The M4 carbine profile hammer forged chrome lined barrel has a 178 mm twist rate and features a standard A2-style flash suppressor at its muzzle end. All lower receiver components are interchangeable with the M4 arms family.

The amount of movement between the upper and lower receiver is minimized by a tension tube.

Due to their complete manufacture in the United Arab Emirates, the arms are not subject to United States’ imposed International Traffic in Arms Regulations, whilst sharing most components with the M4 arms family extensively used by the US Armed Forces.

==Users==

=== Current users ===
- Ethiopia - carbine variant used by the Republican Guard.
- Indonesia - PC 816 V1 in used with Kopassus, Kostrad and the Indonesian Marine Corps
- United Arab Emirates - 80,000 assault rifles for the United Arab Emirates Armed Forces

=== Failed bids ===
- India: 93,895 carbines ordered in September 2018. The order was cancelled in September 2020 in favour of domestically developed carbines under the Atmanirbhar Bharat initiative.

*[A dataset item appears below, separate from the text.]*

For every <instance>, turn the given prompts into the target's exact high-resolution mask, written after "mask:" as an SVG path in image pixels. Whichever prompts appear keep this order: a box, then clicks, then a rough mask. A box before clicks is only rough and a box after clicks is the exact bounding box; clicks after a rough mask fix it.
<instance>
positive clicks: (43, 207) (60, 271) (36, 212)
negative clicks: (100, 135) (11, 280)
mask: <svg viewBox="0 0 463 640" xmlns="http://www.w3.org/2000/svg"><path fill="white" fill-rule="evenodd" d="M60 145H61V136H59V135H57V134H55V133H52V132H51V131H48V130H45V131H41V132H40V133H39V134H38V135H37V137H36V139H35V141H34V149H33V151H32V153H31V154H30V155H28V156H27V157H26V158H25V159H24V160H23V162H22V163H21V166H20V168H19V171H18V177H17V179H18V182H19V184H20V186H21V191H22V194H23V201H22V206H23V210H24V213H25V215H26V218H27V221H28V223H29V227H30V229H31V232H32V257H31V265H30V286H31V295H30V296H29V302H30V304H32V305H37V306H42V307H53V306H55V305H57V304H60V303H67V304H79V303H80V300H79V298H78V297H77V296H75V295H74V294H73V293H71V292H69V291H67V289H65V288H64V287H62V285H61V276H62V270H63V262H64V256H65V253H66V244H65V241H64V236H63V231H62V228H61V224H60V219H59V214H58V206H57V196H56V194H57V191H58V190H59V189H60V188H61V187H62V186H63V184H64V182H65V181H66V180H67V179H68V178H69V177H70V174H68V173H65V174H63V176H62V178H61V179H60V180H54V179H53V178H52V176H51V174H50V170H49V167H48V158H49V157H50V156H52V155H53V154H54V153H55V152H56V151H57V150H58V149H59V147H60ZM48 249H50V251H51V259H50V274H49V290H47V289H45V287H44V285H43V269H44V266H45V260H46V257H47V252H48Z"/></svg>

Later that month Caracal offered to manufacture the weapons in India. In 2022, Caracal responded to a tender for procurement of 4.25 lakh carbines for Indian Armed Forces.
- South Korea - Considered by Dasan Machineries as a candidate to replace the Daewoo Precision Industries K1 used by the Republic of Korea Army Special Warfare Command. Instead, Dasan Machineries submitted the DSAR-15PC as a domestic design became a tender requirement.